Anthem PPO vs. Blue Shield PPO in Orange County. For this practice, a PPO was the appropriate starting point because it combines in-network pricing with an out-of-network safety valve — employees can see providers outside the network and still receive partial reimbursement, typically at 60–70% after a separate out-of-network deductible. Both Anthem Blue Cross and Blue Shield of California operate broad PPO networks in Orange County. Anthem's PPO benefits from the BlueCard national network, which is relevant if any employees travel frequently or have family members in other states. Blue Shield's PPO products (Trio or Tandem, depending on the group product) are often $20–40 per employee per month less expensive, but the network is somewhat narrower within California, particularly for certain specialists. For a practice whose staff lives and works in Orange County, either carrier's PPO generally covers major regional medical centers including CHOC, UCI Health, and Hoag Hospital — but that doesn't guarantee every individual specialist at those systems is in-network for the specific small group product.

The NPI verification process. Carrier online directories are a starting point, not a definitive answer.
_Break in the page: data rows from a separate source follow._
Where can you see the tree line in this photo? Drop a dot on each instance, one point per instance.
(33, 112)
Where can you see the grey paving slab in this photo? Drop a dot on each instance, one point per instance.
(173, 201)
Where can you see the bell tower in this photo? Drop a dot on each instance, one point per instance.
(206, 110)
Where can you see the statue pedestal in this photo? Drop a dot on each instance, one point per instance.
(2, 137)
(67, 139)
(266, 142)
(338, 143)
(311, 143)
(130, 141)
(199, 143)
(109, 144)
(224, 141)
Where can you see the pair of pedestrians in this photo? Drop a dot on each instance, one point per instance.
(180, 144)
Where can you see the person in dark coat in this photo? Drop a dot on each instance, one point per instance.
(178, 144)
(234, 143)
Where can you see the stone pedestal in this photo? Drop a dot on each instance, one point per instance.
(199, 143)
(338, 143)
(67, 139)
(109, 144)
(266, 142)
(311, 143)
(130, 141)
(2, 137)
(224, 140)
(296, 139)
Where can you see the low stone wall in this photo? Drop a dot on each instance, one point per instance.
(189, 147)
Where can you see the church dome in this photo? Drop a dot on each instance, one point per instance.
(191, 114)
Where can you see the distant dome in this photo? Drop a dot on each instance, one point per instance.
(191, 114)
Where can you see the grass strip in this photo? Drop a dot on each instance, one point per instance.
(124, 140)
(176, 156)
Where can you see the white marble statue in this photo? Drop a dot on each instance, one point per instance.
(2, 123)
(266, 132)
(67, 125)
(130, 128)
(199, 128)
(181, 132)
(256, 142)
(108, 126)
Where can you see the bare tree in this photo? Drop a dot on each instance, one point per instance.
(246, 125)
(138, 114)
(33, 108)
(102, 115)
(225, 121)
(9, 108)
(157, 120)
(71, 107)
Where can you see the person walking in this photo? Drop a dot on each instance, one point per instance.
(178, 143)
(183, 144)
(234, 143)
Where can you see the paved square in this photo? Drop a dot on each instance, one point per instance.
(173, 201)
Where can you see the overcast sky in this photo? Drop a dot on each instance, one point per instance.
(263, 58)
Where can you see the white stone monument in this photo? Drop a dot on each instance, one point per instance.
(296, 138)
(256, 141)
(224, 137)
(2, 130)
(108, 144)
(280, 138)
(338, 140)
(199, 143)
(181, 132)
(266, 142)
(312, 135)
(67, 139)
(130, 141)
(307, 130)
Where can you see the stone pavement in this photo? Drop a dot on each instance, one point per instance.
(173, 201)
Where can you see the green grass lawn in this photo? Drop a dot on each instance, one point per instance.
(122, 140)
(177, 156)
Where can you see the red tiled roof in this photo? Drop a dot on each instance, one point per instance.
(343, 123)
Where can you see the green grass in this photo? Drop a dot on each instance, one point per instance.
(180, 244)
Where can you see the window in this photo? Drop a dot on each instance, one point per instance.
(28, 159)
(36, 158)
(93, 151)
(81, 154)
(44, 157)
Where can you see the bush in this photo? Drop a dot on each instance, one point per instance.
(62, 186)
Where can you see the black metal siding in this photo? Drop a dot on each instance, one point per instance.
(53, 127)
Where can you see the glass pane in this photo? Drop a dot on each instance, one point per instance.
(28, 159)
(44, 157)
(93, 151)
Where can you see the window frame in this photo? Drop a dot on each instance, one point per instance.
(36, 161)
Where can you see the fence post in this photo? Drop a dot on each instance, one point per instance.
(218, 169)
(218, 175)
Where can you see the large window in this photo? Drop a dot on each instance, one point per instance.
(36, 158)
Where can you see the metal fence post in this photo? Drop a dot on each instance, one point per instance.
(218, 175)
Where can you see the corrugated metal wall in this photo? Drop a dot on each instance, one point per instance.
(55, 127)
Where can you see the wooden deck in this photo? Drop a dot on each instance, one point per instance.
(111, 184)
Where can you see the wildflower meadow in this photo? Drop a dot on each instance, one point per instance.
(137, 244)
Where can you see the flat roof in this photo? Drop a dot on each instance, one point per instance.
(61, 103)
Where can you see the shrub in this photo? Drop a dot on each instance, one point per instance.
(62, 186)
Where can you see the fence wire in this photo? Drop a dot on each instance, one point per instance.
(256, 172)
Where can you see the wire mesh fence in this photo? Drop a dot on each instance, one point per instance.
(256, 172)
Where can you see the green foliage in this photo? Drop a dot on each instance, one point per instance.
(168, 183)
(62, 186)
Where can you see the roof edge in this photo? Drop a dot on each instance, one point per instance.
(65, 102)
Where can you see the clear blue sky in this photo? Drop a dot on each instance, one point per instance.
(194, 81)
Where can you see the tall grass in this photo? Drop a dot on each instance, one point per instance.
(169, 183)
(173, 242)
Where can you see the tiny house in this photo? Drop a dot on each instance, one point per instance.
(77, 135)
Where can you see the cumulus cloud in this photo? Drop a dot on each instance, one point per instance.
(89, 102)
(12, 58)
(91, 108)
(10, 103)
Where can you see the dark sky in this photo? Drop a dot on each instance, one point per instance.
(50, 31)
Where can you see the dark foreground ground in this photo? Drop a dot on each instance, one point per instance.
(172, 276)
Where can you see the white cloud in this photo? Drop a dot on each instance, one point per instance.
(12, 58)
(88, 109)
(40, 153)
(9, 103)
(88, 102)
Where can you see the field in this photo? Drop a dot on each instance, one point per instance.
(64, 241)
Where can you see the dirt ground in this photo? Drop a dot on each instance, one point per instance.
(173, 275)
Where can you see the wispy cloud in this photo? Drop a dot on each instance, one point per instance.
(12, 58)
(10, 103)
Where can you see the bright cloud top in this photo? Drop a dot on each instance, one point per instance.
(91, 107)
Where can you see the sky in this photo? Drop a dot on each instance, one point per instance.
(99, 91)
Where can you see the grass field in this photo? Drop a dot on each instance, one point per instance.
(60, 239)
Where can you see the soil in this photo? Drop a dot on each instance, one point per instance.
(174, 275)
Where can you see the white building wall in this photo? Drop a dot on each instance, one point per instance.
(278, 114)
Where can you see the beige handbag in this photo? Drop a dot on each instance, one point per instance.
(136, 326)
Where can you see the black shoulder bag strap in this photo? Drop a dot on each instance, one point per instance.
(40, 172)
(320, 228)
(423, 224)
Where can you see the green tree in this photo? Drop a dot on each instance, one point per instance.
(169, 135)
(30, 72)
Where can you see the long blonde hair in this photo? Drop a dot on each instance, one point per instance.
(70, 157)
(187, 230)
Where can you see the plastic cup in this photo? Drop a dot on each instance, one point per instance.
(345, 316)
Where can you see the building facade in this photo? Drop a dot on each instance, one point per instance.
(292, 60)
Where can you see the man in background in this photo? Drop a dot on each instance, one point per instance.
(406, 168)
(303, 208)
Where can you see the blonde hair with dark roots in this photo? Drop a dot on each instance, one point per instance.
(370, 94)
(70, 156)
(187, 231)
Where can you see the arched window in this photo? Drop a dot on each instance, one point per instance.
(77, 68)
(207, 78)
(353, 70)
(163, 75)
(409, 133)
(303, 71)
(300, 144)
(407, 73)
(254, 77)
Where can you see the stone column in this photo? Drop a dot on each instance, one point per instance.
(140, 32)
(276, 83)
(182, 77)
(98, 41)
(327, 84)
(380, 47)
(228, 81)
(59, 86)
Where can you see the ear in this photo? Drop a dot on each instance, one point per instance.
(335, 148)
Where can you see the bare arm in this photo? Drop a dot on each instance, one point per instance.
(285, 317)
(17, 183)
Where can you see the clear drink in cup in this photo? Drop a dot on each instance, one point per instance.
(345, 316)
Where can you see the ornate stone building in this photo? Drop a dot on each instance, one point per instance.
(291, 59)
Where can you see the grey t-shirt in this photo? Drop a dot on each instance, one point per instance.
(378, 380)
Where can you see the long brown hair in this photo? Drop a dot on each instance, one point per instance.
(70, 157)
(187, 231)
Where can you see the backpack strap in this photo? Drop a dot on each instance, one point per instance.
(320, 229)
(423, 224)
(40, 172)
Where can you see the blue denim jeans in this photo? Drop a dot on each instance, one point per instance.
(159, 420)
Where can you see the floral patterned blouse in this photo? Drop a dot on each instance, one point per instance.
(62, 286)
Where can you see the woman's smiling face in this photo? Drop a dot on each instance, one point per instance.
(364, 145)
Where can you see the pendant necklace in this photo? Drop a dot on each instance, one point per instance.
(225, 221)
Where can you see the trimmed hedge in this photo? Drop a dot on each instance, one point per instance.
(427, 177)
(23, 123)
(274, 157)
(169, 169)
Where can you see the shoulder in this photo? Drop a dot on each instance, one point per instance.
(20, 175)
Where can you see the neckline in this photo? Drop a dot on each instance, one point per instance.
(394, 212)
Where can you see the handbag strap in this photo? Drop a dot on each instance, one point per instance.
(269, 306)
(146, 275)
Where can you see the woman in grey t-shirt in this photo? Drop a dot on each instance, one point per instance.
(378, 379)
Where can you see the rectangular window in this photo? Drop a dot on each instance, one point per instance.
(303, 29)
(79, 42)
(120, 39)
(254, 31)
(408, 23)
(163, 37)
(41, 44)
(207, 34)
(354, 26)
Provider information is sometimes outdated by several months, and a provider listed as in-network may no longer be accepting new patients under that plan, or may have left the network since the directory was last updated. Before finalizing plan selection, the employer — working through their broker — should verify that each critical provider accepts new patients under the specific small group product being considered. This distinction matters: a physician may be in-network for Anthem Large Group, Anthem Individual PPO, and Anthem Covered California plans, but not for Anthem Small Group PPO. The networks are administered separately. The only reliable verification is to call the provider's billing department directly and confirm participation in the specific product by name, not just by carrier.

Broker-Style Takeaway

  1. Run a provider NPI check against the specific small group network product — not the carrier's general directory — before submitting the employee census. This is the single most important step for any group where provider continuity matters.
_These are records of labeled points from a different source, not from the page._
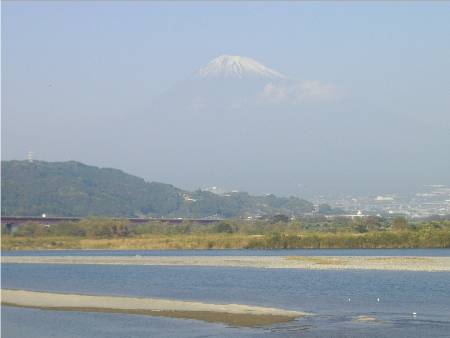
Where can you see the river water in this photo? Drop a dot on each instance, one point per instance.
(334, 297)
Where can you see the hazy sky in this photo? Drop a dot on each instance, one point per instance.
(79, 79)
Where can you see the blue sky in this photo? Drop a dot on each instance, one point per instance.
(80, 63)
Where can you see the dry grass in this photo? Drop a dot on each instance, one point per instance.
(147, 242)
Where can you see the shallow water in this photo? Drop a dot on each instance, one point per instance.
(325, 293)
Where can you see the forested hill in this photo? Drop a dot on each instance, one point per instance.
(75, 189)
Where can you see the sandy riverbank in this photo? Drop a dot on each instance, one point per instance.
(231, 314)
(396, 263)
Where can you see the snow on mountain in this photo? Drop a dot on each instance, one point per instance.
(238, 67)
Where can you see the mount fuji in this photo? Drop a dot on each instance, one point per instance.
(238, 67)
(236, 82)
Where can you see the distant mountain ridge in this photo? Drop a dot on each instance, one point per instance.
(79, 190)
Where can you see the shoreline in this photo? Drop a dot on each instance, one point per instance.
(229, 314)
(388, 263)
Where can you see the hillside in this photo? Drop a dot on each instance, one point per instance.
(75, 189)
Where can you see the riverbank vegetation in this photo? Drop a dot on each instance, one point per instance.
(278, 232)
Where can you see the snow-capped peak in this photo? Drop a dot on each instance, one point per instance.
(228, 66)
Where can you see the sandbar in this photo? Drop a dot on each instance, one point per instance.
(230, 314)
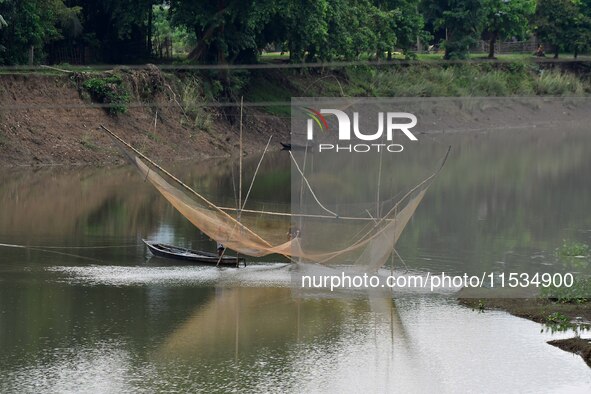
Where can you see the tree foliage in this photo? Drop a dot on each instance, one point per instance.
(505, 19)
(564, 24)
(33, 23)
(237, 31)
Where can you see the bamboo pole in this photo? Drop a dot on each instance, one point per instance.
(205, 200)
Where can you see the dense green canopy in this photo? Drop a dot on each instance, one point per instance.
(237, 31)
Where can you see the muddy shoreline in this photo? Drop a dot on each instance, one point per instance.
(540, 311)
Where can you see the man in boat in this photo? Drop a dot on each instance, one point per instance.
(220, 248)
(293, 233)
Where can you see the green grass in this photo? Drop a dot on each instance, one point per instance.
(578, 293)
(108, 90)
(262, 90)
(88, 144)
(573, 249)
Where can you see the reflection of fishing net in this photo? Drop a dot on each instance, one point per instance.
(263, 233)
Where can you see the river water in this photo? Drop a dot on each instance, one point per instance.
(86, 308)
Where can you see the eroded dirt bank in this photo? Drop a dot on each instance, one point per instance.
(51, 120)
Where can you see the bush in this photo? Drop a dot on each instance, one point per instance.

  2. PPO is the right starting point for a professional medical staff with established provider relationships. An EPO makes sense only after confirming that every critical specialist for every employee participates in the EPO panel specifically — a higher bar to clear than it might appear.
  3. Both Anthem Blue Cross PPO and Blue Shield of California PPO are strong options in Orange County. The final decision typically comes down to which carrier has the specific specialist or medical group most important to your staff, and which premium is lower after verifying that coverage for that particular provider is confirmed.